Wednesday, January 21, 2015

BoE Minutes provide Forex trade win | Markets in a tizzy ahead of ECB meeting

The minutes of the January meeting of the Bank of England’s Monetary Policy Committee (MPC) were released yesterday at 9:30 GMT. The OmiCronFX algorithmic routine, Mandelbrot, was poised and waiting for the outcome to be reflected in the exchange rate of the Pound Sterling.

The minutes showed that two members of the committee, Mssrs. Weale and McCafferty, who had, since last August, been consistently voting for a rise in interest rates, had changed their stance and were now in favour of waiting. This meant that the decision to hold was unanimous. The market reacted accordingly, making down the GBPUSD pair on the understanding that a rate rise by the Bank of England is now as far into the future as ever. Maybe even more so. The minutes show that the change of mind on the part of the former “dissidents” had been brought about because of the falling inflation statistics.

The Mandelbrot algorithmic routine placed a trade a few seconds after the announcement, on the short side (expecting the pair to continue falling). This achieved two levels of profit before the rate reversed and the remainder was stopped out at the price point at which the trade had been initially entered.

We are very proud of the manner in which Mandelbrot can react to events such as this. The move down in this case was short lived, but extended trends are often started by just such a movement as was seen here.

Forex market in a tizzy ahead of ECB meeting

If your commentator had a Euro/Dollar/Pound/Yen for every time he heard that a market event was the “most anticipated ever”, he would be a wealthy man. On this occasion, however, such language, being bandied about by market pundits, just might have some validity.

At 13:30 GMT today, Mario Draghi, President of the ECB, will make that institution’s latest monetary policy statement, to be followed by a press conference. Forex traders will hang on his every word. There will, very likely, be extreme and sustained short term volatility in currency exchange rates, especially in those pairs that include the Euro, during and immediately after the statement and while he is speaking to journalists.

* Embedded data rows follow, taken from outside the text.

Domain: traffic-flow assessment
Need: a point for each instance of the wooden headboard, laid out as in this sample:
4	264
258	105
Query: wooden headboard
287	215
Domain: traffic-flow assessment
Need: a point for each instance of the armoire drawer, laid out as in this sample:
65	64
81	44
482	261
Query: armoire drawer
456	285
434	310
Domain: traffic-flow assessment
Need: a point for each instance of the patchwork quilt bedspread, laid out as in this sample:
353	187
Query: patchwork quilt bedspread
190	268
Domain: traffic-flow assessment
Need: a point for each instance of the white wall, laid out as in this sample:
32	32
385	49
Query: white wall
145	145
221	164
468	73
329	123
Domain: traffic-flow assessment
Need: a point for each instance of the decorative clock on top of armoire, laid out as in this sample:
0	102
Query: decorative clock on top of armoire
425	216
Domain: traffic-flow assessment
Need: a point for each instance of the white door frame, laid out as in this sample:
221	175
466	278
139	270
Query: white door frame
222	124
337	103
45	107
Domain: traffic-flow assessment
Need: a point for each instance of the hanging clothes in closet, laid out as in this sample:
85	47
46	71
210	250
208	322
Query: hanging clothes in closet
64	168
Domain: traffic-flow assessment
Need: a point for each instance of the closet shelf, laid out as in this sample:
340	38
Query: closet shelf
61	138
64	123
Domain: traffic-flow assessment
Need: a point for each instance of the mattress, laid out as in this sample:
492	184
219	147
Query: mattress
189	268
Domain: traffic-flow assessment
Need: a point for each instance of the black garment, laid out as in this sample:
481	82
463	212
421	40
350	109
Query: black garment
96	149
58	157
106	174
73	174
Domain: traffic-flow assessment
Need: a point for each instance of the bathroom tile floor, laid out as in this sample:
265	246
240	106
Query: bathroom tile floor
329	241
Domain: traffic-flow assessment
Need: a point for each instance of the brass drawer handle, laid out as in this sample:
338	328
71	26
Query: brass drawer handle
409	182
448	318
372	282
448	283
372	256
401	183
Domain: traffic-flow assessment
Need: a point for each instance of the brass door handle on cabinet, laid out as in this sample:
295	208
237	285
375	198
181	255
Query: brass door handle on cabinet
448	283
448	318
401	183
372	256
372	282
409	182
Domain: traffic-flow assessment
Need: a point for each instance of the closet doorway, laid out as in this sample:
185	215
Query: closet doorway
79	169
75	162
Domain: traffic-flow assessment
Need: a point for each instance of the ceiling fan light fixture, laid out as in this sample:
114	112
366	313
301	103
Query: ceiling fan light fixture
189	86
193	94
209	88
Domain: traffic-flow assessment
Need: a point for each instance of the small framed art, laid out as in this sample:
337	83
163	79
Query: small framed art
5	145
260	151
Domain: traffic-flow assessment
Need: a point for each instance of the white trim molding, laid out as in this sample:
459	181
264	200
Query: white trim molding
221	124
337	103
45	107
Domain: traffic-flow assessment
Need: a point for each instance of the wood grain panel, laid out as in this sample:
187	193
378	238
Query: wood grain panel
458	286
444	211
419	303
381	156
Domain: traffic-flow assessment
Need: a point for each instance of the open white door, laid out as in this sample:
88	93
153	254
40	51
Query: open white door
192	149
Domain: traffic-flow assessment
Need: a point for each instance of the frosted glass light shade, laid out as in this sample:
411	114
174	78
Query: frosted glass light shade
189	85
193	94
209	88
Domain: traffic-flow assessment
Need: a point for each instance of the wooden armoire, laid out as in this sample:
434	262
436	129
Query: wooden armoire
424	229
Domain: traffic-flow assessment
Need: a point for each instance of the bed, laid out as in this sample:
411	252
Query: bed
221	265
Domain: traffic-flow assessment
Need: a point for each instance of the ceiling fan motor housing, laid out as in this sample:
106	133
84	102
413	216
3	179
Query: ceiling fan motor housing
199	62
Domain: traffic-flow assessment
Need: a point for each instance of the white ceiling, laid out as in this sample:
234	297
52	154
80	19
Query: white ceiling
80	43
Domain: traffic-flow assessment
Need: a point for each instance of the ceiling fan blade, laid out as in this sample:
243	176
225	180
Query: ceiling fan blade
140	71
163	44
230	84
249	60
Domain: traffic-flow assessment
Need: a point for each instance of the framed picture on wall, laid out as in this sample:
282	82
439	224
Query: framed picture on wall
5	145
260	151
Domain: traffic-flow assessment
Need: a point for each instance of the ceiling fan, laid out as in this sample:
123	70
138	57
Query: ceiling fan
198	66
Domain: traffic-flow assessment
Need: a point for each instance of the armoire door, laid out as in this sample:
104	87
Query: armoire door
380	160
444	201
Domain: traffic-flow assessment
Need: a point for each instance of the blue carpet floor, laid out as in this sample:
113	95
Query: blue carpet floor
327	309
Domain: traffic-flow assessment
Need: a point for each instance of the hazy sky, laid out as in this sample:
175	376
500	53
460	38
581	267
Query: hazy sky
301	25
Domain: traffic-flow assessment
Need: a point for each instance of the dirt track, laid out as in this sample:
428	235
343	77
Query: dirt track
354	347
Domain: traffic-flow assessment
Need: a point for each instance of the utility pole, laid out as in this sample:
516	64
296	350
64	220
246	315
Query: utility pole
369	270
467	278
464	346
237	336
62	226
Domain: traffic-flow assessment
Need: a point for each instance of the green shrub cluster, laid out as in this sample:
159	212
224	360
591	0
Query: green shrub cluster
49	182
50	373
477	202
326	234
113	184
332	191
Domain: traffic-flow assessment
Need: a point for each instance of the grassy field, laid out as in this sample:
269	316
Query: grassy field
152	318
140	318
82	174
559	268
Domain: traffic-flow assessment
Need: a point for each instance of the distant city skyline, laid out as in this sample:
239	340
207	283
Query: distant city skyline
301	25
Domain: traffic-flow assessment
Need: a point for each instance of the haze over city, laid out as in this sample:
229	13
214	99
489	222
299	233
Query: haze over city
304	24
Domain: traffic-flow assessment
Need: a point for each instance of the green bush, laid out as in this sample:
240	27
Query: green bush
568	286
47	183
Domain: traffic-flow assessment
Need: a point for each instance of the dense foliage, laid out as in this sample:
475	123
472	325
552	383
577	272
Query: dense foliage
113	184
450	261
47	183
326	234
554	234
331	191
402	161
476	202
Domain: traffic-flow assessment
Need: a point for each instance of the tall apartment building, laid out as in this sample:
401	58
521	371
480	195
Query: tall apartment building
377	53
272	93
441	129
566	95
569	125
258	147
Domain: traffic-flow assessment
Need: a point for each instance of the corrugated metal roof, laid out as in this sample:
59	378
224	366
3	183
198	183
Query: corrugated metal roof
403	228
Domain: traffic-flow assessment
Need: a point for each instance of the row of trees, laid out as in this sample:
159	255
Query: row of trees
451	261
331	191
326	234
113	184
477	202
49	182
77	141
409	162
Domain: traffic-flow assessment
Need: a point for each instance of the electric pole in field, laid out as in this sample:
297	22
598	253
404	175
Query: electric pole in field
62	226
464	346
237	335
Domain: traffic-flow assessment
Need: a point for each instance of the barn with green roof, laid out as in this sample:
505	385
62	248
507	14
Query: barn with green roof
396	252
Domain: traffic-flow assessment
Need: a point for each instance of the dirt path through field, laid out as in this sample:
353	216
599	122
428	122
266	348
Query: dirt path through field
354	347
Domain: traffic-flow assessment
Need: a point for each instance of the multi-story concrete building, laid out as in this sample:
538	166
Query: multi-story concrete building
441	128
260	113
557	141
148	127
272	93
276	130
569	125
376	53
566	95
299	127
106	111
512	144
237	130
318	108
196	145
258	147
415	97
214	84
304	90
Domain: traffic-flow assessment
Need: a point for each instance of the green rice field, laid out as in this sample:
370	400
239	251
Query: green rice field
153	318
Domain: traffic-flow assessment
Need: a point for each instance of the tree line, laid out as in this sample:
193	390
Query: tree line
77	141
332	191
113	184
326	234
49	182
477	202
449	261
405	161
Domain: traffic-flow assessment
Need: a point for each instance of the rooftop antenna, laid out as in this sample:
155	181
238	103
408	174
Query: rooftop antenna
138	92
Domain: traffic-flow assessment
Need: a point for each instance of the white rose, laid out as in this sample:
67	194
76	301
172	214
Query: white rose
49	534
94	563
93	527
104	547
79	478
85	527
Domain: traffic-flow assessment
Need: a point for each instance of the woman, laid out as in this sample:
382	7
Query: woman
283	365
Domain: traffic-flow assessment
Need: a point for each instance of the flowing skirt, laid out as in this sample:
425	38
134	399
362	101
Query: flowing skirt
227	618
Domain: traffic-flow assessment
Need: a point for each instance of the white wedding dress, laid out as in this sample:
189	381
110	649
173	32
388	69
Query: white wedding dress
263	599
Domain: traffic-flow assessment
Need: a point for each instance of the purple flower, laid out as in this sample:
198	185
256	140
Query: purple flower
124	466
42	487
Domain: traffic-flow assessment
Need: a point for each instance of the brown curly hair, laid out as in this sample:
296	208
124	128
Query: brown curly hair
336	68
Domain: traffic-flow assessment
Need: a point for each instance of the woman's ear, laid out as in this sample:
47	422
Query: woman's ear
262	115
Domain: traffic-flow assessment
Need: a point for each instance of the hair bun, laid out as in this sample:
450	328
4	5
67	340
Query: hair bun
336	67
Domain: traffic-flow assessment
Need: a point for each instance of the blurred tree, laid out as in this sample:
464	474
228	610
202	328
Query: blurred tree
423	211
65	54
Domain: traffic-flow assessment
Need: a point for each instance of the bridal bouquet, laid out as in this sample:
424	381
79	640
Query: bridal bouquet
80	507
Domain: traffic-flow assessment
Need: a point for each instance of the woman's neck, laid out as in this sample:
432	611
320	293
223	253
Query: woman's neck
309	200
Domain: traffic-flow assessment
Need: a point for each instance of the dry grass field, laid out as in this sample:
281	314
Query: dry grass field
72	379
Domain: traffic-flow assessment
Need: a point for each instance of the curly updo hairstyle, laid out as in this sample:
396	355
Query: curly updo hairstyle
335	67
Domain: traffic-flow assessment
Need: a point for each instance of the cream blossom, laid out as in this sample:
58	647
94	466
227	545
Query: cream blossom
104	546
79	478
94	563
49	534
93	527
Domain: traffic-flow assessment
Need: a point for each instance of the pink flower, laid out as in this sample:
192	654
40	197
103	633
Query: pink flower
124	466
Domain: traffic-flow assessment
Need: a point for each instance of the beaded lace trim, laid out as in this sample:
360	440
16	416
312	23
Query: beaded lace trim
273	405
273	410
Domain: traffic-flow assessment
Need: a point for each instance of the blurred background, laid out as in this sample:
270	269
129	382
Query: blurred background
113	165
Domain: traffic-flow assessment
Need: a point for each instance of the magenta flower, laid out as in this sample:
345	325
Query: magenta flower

Even yesterday, at the time of the open of the New York session, a story appeared on the Dow Jones Newswire to the effect that the executive branch of the ECB governing council had prepared a document for discussion (ratification?) at the full council meeting today, which puts forward the possibility of a QE package that would entail the purchase of €50 Billion of Eurozone sovereign bonds per month, for a period of at least a year. This was enough to put the Forex market into a tizzy of excitement that sent the EURUSD pair off in all directions, only to come to rest pretty much exactly where it had started off (see chart above).

The market is expecting an announcement to confirm that the Eurozone has joined the QE club, that august gathering of central banks that have embarked on an activity that has various euphemisms such as ‘economic stimulation’, ‘balance sheet enlargement’ and ‘Quantitative Easing’, but which boils down in the end to conjuring up money from nowhere, courtesy of the printing presses at the various mints around Europe. It has marked down the value of the Euro to a significant degree in anticipation.

Something of that sort will undoubtedly be announced. However, in the Eurozone, nothing is simple. There are countervailing forces at work, which could result in so much compromise that the market will be disappointed.

And no, OmiCronFX was not in the market when the volatility occurred yesterday.  After lunchtime (GMT), and the close of our Cable (GBPUSD) trade, we decided to wait for the dust to settle after the ECB announcement and press conference later today before we sent Mandelbrot off looking for more trades.